Bissonnette fielded questions from readers at The Players’ Tribune, where he spilled on the role analytics have played in diminishing hockey fights, fans’ perception of enforcers, and the anxiety associated with the build up to a fight.
Asked if NHL enforcers carried their tough-guy personas away from the rink, Bissonnette had this to say:
“For the most part, no.
Take a guy like Jody Shelley. I’m sure people think he’s a complete meathead because of the role he played and how he played it. He’s one of the scariest guys I’ve ever fought against because he truly put on a mask to become a different person on the ice.
But when I met him off the ice, he couldn’t have been any more different. He’s such a great guy. He’s articulate, he’s funny and he’s very intelligent. And there are a lot of similar examples. Guys like Kevin Westgarth, who went to Princeton. Same goes for George Parros.”
Bissonnette was asked about his game-day preparation ahead of a matchup where he expected to fight the opponent’s heavyweight:
“It’s a lot of restlessness. It’s a lot of anxiety. It’s a lot of imagining the worst in your own head.
The lead-up to a fight is one of my least favorite things about this job.
It’s probably not so different than fighting in the UFC, where I’m sure they get nerves right before the fight or the night before. But the difference is they have one fight every few months, and we play through an 82-game season. That’s a lot of time thinking about getting hurt — and actually getting hurt.
The biggest thing I look forward to in retirement is no longer having that feeling of dread on game day.”

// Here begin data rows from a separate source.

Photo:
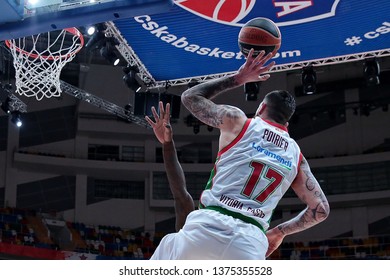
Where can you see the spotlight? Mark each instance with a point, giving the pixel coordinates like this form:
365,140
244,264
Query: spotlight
196,128
91,30
5,106
251,91
128,108
108,53
365,110
130,78
371,71
16,119
309,79
192,84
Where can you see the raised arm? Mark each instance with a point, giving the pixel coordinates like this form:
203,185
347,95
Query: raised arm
183,201
317,208
198,98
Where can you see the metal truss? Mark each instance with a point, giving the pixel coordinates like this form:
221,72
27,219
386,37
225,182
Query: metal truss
103,104
133,60
129,55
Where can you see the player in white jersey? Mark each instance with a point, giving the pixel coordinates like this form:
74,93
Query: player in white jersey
257,162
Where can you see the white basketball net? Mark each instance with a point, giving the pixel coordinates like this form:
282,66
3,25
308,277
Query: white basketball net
39,59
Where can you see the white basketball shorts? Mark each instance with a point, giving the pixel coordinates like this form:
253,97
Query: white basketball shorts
208,234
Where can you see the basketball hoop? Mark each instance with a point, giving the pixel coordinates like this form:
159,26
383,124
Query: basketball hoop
39,59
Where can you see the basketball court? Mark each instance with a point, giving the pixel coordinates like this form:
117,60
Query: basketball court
43,37
161,47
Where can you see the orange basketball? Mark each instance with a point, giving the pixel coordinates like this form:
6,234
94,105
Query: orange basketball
259,34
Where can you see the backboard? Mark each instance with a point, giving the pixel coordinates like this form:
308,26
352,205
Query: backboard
19,18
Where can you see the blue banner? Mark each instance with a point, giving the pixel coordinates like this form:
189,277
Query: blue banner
199,39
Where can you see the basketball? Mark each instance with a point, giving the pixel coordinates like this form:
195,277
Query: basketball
259,34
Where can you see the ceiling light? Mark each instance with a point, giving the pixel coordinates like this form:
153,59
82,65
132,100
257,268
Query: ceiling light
309,80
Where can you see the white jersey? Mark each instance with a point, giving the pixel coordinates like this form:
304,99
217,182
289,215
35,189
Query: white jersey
253,172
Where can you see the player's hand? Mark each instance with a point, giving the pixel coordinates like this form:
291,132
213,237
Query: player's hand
161,127
275,238
254,68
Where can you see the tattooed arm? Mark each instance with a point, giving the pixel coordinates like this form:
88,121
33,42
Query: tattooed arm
317,208
162,128
198,98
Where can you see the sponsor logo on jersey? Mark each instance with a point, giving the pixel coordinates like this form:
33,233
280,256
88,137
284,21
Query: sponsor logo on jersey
234,12
285,163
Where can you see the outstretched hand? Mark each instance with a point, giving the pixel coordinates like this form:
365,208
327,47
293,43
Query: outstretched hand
275,238
161,127
254,68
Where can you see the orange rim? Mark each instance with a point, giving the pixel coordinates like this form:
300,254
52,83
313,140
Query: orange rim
72,30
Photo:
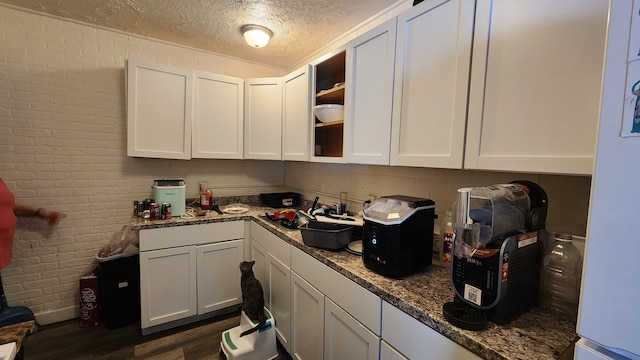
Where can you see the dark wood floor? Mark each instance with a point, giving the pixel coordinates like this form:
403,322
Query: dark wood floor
67,340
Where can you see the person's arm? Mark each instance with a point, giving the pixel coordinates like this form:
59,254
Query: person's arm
52,217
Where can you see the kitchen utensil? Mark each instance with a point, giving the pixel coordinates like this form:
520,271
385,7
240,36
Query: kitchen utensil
342,205
236,209
325,235
315,203
289,220
216,208
329,112
280,200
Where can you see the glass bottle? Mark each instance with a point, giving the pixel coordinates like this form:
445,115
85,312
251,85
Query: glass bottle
205,199
561,275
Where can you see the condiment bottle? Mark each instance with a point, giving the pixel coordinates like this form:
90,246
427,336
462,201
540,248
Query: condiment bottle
205,199
446,234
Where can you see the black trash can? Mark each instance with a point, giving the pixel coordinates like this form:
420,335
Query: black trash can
119,294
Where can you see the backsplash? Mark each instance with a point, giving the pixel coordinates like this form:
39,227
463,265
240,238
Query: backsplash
568,195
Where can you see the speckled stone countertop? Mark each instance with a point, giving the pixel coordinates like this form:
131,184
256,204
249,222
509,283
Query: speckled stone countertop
536,334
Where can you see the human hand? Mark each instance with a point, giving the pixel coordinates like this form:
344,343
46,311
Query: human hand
52,217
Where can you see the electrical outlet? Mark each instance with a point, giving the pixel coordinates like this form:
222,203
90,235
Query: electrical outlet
203,185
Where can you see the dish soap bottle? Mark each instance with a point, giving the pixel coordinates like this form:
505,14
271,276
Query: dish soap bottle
205,198
446,234
561,274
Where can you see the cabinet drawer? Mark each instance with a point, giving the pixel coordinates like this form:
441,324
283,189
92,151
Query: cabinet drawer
353,298
415,339
279,248
162,238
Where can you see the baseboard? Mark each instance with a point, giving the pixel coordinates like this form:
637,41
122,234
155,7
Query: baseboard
58,315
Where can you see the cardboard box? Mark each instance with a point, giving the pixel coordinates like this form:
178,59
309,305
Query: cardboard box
89,300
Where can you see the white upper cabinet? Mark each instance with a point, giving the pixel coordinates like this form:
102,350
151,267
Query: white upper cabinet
433,52
368,102
158,110
535,85
218,110
296,114
263,119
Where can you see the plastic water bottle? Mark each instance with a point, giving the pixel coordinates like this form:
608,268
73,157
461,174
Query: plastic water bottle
561,274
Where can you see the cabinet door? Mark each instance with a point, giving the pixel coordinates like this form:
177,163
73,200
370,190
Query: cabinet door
433,51
218,117
389,353
415,339
260,256
346,338
369,71
307,323
535,85
158,110
219,275
263,119
296,114
279,293
167,285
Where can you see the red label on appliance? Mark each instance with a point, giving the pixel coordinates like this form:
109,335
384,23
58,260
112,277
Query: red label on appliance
505,271
527,239
485,253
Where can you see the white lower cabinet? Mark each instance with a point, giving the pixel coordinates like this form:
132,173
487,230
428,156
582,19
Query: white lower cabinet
331,311
167,285
187,271
307,320
415,340
389,353
218,276
272,269
345,337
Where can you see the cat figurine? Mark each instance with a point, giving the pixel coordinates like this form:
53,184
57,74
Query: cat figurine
252,296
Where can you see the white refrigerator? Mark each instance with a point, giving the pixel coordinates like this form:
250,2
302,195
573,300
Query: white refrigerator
609,317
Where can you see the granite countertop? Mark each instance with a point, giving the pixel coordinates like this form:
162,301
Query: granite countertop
535,334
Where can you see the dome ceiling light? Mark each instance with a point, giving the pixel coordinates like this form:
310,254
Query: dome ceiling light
256,36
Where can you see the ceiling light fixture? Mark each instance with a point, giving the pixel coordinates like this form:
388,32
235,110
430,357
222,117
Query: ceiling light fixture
256,36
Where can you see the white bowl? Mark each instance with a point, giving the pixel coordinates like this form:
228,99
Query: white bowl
329,112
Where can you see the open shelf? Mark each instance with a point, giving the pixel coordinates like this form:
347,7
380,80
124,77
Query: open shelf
335,95
331,123
328,137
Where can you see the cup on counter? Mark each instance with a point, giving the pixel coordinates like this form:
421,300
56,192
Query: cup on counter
342,205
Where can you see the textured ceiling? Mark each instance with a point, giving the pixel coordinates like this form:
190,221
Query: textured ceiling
300,27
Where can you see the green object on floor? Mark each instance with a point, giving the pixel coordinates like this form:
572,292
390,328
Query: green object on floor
227,338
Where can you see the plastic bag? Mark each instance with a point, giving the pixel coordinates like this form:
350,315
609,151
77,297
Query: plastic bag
122,244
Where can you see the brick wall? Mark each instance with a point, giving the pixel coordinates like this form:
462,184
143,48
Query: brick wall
63,146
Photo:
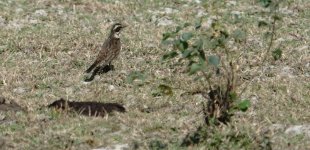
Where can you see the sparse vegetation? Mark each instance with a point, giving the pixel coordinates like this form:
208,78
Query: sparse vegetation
234,50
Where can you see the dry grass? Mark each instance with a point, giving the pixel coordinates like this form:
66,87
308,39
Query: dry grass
45,47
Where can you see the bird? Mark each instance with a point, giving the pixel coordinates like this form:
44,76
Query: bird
110,49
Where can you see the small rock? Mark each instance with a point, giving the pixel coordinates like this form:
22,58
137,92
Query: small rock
164,22
298,129
111,87
19,90
287,71
40,13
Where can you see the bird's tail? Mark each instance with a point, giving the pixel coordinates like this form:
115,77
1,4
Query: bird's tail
91,67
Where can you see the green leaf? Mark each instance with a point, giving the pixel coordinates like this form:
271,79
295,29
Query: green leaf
177,29
181,45
198,44
214,60
169,55
244,105
166,36
239,35
277,17
277,54
198,23
266,3
186,25
262,23
165,89
186,53
202,55
186,36
195,67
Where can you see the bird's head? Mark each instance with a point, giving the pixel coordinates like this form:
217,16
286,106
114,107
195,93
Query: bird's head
116,29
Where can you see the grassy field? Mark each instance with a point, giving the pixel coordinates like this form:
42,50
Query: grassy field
46,45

The 30-year-old pugilist was asked for his thoughts on teams’ apparent shift away from carrying a player whose primary role is to fight, and the role analytics have played in roster construction. Bissonnette believes modern statistics ignore some key components of the game, like the effect linemates can have on Corsi and Fenwick numbers.
Of course, any proponent of advanced analytics will quickly point out that context is key and, in most cases, readily accessible to further one’s understanding of what’s taking place on the ice. Still, Bissonnette doesn’t like the idea of possession totals influencing negotiations:
“Your advanced stats are generally more of a reflection of which lines you’re playing with and against.
Ultimately, teams don’t draft based on Corsi or possession numbers. You draft a player because you’ve watched how they perform on the ice and then consider their potential to improve.
But somehow they’re starting to use this bulls–t in contract negotiations. You have teams saying, “Oh, wow, look at this player in Chicago who had a 60 percent possession number.” Well, yeah, because he’s an average player playing with Toews and Kane. So all of the sudden a team signs him for $3 million a year even though he’s a $1.5 million a year player, and they’re shocked when his possession isn’t as good. Are you kidding me?
In the end, the video tells the tale: Did you win your battles, did you execute your plays, did you capitalize?”
Bissonnette has not played in the NHL since the 2013-14 season, when he appeared in 39 games with the Arizona Coyotes. He signed a one-year deal with the Los Angeles Kings’ relocated AHL affiliate, the Ontario Reign, this past summer. Bissonnette played 48 games with the Kings’ AHL affiliate Manchester Monarchs last season, earning one goal and seven points and 167 penalty minutes.